North Carolina Poison Control (NCPC) reported 7,000 cases of exposure to cleaning products in 2020 — a 23% increase from the previous year.
However, one expert with NCPC can’t say for sure whether that increase in exposure was a direct result of the pandemic.
“Our main focus is managing the exposure, accessing and seeing if any treatment needs to be done,” said Dr. Anna Dulaney, a clinical toxicologist with NCPC. “We did see an increase. Now, whether or not that was actually related to the pandemic, we didn’t do that type or research so I can’t say for sure.”
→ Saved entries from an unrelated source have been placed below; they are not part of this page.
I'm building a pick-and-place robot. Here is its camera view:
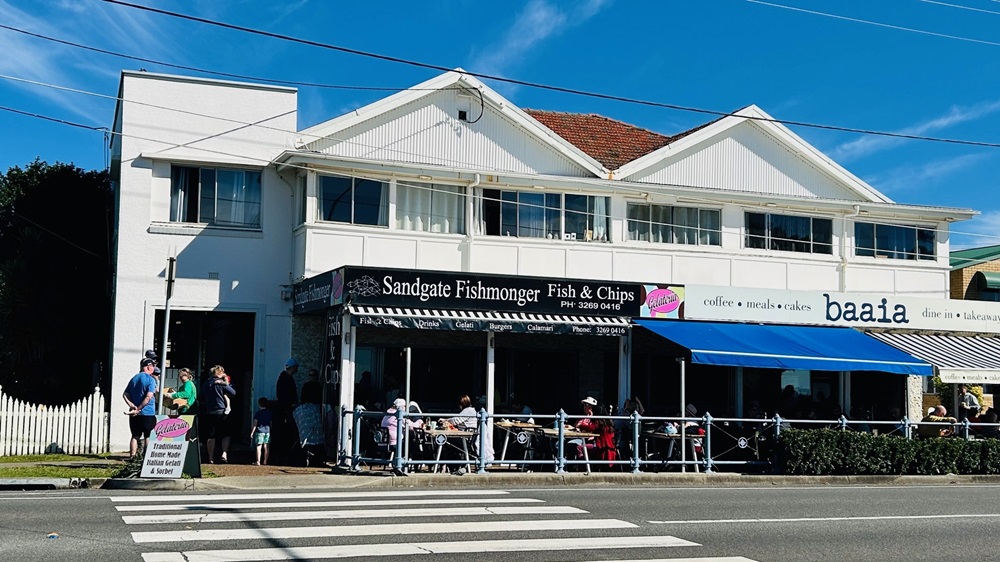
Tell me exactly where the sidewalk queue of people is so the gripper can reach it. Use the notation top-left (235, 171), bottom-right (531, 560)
top-left (122, 351), bottom-right (1000, 473)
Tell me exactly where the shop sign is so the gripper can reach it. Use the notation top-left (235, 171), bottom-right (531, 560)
top-left (292, 271), bottom-right (343, 314)
top-left (139, 416), bottom-right (194, 478)
top-left (683, 285), bottom-right (1000, 333)
top-left (330, 267), bottom-right (645, 316)
top-left (323, 307), bottom-right (344, 385)
top-left (351, 315), bottom-right (628, 336)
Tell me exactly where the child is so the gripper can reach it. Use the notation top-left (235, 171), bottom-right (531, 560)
top-left (250, 396), bottom-right (271, 465)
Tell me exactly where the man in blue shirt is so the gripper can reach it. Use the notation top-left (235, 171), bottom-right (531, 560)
top-left (122, 358), bottom-right (159, 457)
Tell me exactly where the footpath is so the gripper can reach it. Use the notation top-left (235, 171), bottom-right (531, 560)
top-left (0, 460), bottom-right (1000, 491)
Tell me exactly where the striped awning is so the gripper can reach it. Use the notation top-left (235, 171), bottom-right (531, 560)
top-left (350, 306), bottom-right (629, 336)
top-left (868, 332), bottom-right (1000, 384)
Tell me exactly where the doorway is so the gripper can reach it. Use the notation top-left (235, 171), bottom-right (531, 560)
top-left (153, 310), bottom-right (256, 443)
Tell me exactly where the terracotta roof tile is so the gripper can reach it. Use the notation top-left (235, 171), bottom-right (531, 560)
top-left (524, 109), bottom-right (710, 170)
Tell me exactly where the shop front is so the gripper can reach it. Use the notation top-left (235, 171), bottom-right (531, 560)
top-left (294, 266), bottom-right (632, 456)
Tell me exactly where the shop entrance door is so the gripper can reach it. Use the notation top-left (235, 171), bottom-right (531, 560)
top-left (152, 310), bottom-right (256, 442)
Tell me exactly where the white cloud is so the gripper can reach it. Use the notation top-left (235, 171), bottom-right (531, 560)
top-left (469, 0), bottom-right (610, 80)
top-left (868, 153), bottom-right (991, 195)
top-left (0, 0), bottom-right (176, 124)
top-left (951, 210), bottom-right (1000, 249)
top-left (830, 100), bottom-right (1000, 162)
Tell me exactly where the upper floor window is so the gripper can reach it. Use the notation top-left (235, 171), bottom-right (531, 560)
top-left (854, 222), bottom-right (935, 260)
top-left (396, 182), bottom-right (465, 234)
top-left (480, 189), bottom-right (610, 242)
top-left (626, 203), bottom-right (722, 246)
top-left (746, 213), bottom-right (833, 254)
top-left (317, 176), bottom-right (389, 226)
top-left (170, 166), bottom-right (260, 228)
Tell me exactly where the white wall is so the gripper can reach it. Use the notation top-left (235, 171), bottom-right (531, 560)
top-left (110, 73), bottom-right (296, 450)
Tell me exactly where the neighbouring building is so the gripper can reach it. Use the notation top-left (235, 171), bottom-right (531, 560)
top-left (105, 70), bottom-right (975, 447)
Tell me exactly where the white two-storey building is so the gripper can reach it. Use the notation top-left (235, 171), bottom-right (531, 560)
top-left (111, 71), bottom-right (974, 447)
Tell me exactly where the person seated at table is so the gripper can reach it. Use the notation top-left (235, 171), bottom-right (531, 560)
top-left (577, 406), bottom-right (617, 467)
top-left (917, 406), bottom-right (958, 439)
top-left (976, 408), bottom-right (1000, 439)
top-left (614, 396), bottom-right (646, 449)
top-left (510, 394), bottom-right (535, 423)
top-left (440, 394), bottom-right (479, 431)
top-left (566, 396), bottom-right (597, 460)
top-left (382, 398), bottom-right (424, 450)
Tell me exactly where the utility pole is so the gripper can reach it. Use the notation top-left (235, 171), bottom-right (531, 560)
top-left (156, 256), bottom-right (177, 416)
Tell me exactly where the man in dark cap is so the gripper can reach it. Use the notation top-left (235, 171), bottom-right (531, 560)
top-left (122, 357), bottom-right (159, 457)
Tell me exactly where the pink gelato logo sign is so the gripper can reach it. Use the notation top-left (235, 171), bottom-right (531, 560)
top-left (153, 418), bottom-right (191, 441)
top-left (646, 289), bottom-right (681, 314)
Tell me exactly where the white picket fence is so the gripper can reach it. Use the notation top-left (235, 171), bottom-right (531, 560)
top-left (0, 387), bottom-right (109, 457)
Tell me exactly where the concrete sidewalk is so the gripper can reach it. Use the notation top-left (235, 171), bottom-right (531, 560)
top-left (0, 461), bottom-right (1000, 491)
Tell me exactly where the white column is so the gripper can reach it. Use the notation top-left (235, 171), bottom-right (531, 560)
top-left (615, 328), bottom-right (632, 414)
top-left (337, 314), bottom-right (357, 456)
top-left (486, 331), bottom-right (496, 458)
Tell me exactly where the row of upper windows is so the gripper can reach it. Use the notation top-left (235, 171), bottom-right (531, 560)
top-left (170, 166), bottom-right (936, 260)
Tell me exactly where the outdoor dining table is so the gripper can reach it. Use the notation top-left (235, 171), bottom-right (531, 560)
top-left (536, 427), bottom-right (599, 474)
top-left (642, 431), bottom-right (703, 472)
top-left (424, 428), bottom-right (476, 472)
top-left (493, 420), bottom-right (542, 463)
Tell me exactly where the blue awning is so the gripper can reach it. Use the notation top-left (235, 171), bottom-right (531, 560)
top-left (634, 319), bottom-right (934, 376)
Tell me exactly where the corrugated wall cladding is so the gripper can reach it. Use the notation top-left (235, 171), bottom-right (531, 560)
top-left (307, 91), bottom-right (593, 177)
top-left (623, 122), bottom-right (862, 200)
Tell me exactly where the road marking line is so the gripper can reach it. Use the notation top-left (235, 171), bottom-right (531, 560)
top-left (122, 505), bottom-right (587, 525)
top-left (111, 490), bottom-right (510, 503)
top-left (132, 519), bottom-right (638, 543)
top-left (115, 498), bottom-right (545, 511)
top-left (584, 556), bottom-right (757, 562)
top-left (648, 513), bottom-right (1000, 525)
top-left (142, 536), bottom-right (701, 562)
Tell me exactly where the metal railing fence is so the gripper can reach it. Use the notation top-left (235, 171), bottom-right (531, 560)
top-left (338, 408), bottom-right (1000, 473)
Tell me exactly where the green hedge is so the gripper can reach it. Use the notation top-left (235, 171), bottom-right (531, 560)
top-left (777, 429), bottom-right (1000, 475)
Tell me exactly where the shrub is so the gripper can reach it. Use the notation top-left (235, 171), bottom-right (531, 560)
top-left (777, 429), bottom-right (1000, 475)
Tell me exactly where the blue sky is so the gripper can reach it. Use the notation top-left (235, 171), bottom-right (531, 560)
top-left (0, 0), bottom-right (1000, 247)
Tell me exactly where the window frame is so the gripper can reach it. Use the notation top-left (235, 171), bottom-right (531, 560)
top-left (476, 188), bottom-right (612, 243)
top-left (168, 163), bottom-right (264, 230)
top-left (315, 174), bottom-right (390, 228)
top-left (743, 211), bottom-right (833, 256)
top-left (854, 221), bottom-right (937, 261)
top-left (625, 201), bottom-right (722, 247)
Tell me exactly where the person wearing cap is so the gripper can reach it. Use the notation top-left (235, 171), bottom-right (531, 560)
top-left (163, 367), bottom-right (198, 414)
top-left (381, 398), bottom-right (424, 448)
top-left (566, 396), bottom-right (598, 459)
top-left (122, 357), bottom-right (159, 457)
top-left (201, 365), bottom-right (236, 464)
top-left (268, 357), bottom-right (299, 465)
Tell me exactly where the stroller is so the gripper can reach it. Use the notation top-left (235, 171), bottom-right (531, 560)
top-left (292, 404), bottom-right (326, 466)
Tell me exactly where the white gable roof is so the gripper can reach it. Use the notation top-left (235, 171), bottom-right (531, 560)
top-left (614, 105), bottom-right (892, 203)
top-left (297, 69), bottom-right (609, 177)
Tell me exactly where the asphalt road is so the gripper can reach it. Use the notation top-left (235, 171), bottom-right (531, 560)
top-left (0, 485), bottom-right (1000, 562)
Dr. Dulaney also says there was a shift in the types of substances they were called about for child exposure cases.
For children, cosmetics and personal care products are typically the number one reason for exposure and cleaning products are normally the number two reason. In 2020, cleaning products climbed to number one and personal care products fell to number two.
Last year, 47% of exposures to cleaning products involved children five years old and younger.
Dr. Dulaney said preventing these exposures requires practicing good prevention techniques.
“Follow all directions, follow the printed labels, wear gloves if it says so,” said Dulaney. “Do not mix cleaners or substances at all, use in a well ventilated area. If you’re not using them, if they have a nozzle and an on/off switch — turn those off and up and away from children.”
She also said that you should not assume that a small child will understand that something is dangerous or that they shouldn’t taste it and added that the best thing you can do is to make sure that things such as cleaning products and sanitizers are put up and away from children after every use.
There was also a slight uptick in exposures to cleaning products for adults as well. However, medications, like over-the-counter pain relievers and prescription medications, all were among the top four substances for adult exposures, according to Dr. Dulaney.
If a child or adult is exposed to one of those cleaning products, Dr. Dulaney said you should immediately take it away from them, clean or rinse out the mouth, wash off any skin surfaces that have been exposed, and then call NCPC at 1-800-222-1222.